El chico empujaba la silla entre bromas mientras los otros dos reían a carcajadas. El de la silla, al que, si les parece, llamaré Joe, como el protagonista de la película que íbamos a ver, miraba de soslayo la enorme pantalla crecer a su vera, como el niño que espera ansioso el paso de la cabalgata de Reyes. Los tres amigos llegaron hasta la esquina izquierda de la sala, donde acomodaron la silla y enfocaron los ojos de Joe hacia la tela. El cine es amplio, pero no puedo evitar hacerme la pregunta: “¿Verá la película bien desde allí?”

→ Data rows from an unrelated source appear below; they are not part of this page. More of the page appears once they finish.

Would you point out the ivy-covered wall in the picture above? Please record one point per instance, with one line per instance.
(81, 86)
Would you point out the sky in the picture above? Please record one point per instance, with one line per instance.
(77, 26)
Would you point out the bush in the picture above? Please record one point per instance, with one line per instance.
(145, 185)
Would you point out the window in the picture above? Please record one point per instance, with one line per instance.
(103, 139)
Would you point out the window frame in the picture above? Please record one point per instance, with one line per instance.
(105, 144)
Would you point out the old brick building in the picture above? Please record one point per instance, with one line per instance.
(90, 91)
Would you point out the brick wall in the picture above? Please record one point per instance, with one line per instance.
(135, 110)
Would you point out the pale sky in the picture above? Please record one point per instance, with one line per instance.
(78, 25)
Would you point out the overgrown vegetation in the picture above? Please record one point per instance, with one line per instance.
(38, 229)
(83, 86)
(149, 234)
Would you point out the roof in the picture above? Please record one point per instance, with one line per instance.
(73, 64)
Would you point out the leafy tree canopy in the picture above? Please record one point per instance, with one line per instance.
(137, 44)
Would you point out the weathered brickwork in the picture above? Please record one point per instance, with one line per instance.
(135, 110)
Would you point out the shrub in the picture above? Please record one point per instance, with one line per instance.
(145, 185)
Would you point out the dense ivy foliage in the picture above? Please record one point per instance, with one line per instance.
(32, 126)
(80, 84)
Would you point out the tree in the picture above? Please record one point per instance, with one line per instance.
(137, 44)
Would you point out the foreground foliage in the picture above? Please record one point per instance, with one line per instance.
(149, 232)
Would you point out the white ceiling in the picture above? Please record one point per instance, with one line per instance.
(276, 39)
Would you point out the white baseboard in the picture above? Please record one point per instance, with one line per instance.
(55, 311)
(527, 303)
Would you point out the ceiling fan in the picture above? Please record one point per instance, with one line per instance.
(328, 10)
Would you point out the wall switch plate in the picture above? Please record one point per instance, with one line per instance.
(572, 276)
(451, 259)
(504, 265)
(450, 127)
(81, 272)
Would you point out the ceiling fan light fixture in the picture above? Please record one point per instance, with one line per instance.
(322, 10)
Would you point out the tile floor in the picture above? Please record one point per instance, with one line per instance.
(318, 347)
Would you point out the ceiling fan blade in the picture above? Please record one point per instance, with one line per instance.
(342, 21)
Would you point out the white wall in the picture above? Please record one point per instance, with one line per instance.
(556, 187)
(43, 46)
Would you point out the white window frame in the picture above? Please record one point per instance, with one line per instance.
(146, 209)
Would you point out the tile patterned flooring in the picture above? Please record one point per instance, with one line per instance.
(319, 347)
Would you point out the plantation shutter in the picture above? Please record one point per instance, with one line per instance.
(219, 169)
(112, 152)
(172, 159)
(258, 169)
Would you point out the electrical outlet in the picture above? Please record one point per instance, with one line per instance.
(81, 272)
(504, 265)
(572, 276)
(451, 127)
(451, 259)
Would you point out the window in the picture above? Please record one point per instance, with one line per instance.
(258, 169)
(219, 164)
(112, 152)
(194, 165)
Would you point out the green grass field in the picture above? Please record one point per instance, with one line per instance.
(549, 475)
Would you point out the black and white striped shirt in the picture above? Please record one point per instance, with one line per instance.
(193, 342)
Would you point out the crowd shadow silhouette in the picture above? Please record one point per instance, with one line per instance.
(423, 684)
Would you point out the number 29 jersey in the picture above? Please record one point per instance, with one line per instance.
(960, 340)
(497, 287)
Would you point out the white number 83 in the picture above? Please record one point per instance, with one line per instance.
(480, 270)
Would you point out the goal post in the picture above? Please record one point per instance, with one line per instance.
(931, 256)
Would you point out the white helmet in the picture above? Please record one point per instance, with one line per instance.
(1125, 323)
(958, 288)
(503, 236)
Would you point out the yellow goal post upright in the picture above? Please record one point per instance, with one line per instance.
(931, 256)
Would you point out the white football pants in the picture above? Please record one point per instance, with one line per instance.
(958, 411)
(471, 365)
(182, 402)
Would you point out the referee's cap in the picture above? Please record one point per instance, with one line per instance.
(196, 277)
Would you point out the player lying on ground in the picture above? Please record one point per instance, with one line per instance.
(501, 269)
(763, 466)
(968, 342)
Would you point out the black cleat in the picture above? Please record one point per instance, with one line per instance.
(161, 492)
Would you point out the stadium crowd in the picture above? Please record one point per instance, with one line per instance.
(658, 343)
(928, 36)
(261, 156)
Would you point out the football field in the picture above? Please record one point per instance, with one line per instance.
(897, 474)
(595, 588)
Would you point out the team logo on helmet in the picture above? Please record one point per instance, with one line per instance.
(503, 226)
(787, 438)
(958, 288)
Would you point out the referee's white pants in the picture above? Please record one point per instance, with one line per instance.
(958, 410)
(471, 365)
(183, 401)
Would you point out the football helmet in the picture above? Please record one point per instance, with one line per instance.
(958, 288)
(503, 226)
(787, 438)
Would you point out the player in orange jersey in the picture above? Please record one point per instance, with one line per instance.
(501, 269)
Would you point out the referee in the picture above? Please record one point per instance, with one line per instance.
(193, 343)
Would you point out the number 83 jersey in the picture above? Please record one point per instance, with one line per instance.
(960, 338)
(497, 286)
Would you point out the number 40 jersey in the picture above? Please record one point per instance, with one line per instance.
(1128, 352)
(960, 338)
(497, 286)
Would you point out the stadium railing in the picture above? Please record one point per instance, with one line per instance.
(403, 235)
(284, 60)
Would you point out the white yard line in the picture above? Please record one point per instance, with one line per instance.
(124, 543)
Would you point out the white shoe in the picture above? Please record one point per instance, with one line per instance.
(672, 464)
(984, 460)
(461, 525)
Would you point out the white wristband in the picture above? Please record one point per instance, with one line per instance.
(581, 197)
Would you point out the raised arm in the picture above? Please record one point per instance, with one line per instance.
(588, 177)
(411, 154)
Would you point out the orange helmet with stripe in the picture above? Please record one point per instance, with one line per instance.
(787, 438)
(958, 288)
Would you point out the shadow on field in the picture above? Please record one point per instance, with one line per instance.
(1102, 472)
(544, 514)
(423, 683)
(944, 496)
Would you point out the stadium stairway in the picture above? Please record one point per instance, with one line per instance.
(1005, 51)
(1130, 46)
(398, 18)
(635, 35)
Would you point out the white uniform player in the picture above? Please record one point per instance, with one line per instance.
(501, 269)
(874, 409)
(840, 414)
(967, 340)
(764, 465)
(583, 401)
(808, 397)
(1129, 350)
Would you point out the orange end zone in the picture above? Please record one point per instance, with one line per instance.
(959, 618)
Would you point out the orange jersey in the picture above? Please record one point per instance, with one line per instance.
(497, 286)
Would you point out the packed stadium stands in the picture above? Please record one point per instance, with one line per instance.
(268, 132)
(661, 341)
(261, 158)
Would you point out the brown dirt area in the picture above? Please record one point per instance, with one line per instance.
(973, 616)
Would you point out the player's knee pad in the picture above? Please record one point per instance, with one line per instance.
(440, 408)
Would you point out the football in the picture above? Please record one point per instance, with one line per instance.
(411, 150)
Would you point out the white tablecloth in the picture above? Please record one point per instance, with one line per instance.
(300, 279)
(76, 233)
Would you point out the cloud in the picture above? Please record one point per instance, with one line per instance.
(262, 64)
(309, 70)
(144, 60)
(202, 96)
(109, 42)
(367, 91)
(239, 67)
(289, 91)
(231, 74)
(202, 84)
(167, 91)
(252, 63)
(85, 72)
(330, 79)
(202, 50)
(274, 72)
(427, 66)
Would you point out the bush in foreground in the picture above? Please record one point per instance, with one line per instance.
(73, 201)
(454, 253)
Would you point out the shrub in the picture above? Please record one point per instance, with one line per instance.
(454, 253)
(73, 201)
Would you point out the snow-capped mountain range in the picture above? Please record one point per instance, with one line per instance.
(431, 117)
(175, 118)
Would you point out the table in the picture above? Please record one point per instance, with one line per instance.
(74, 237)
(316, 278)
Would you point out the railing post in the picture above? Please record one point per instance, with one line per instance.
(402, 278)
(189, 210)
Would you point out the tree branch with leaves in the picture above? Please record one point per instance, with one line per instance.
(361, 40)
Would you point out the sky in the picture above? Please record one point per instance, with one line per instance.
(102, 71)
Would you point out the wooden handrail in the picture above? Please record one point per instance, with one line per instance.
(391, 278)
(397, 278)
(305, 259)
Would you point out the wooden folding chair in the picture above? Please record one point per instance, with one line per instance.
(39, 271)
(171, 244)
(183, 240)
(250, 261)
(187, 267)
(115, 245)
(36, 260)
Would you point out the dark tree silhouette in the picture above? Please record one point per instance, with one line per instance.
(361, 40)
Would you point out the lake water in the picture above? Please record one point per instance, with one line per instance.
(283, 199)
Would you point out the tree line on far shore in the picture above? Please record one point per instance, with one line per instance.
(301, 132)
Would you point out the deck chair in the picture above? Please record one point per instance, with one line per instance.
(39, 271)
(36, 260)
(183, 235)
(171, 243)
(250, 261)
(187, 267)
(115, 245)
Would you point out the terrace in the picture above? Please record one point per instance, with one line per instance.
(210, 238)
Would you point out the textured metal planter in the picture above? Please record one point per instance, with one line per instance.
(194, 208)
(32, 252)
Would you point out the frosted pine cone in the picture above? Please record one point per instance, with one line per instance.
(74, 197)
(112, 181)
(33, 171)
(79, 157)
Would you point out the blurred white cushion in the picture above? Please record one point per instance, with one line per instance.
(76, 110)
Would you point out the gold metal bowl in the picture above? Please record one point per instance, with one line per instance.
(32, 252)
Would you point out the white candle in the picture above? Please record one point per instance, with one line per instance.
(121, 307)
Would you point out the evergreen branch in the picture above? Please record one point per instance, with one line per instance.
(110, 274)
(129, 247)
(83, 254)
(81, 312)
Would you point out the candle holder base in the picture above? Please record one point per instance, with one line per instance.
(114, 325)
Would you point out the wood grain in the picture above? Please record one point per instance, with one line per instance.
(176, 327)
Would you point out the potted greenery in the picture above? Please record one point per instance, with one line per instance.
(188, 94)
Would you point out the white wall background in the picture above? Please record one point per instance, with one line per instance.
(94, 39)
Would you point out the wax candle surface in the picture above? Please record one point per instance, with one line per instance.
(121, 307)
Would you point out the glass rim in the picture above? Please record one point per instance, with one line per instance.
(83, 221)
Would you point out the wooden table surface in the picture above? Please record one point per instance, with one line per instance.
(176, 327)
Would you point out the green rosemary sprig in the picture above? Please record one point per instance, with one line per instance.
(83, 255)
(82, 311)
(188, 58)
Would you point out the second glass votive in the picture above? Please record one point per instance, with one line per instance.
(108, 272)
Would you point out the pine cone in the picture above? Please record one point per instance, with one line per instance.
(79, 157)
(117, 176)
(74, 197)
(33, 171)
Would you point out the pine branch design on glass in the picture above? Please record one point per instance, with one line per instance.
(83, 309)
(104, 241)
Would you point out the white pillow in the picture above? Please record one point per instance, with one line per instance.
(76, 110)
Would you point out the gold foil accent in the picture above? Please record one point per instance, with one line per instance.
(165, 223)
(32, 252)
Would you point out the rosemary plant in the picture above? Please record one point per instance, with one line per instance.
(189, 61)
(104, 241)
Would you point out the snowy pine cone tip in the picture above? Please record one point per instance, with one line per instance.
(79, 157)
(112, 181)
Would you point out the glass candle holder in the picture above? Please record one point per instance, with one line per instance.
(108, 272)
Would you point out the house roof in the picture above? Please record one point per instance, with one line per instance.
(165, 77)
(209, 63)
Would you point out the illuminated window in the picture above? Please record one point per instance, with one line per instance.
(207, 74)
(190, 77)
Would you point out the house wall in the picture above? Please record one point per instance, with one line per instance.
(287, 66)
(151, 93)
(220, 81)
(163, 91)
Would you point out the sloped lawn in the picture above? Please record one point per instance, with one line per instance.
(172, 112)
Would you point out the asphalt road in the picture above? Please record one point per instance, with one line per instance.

Supongo que esa ignorancia demostrada, esa ingenuidad condescendiente y estúpida de mis palabras justificó la enorme emoción que erizó cada poro de mi piel cuando vi cómo, con toda naturalidad -la naturalidad de una vida juntos, supongo-, el chico levantaba en sus brazos a Joe. Y Joe cruzaba sus brazos tras su cuello. Abrazados en un gesto rutinario para ellos y alucinante para nosotros.
El chico subió las escaleras sin dejar de reír, alargando el chiste que pronunciaba al entrar en la sala, como si tal cosa. Y mientras, yo les veía como auténticos héroes, buscando sus asientos en la fila nueve. ¿Saben esa sensación de que de repente todos los detalles del día parecen parte de un complejo guion que quiere contarte algo? ¿La sensación de que hay situaciones esperando a que te sientes en la butaca para que les prestes la atención que merecen? Así nos sentimos. Fíjense la tontería. Ése gesto lo harán a diario. Para nosotros, sin embargo, mereció una tremenda, contenida y silenciosa ovación.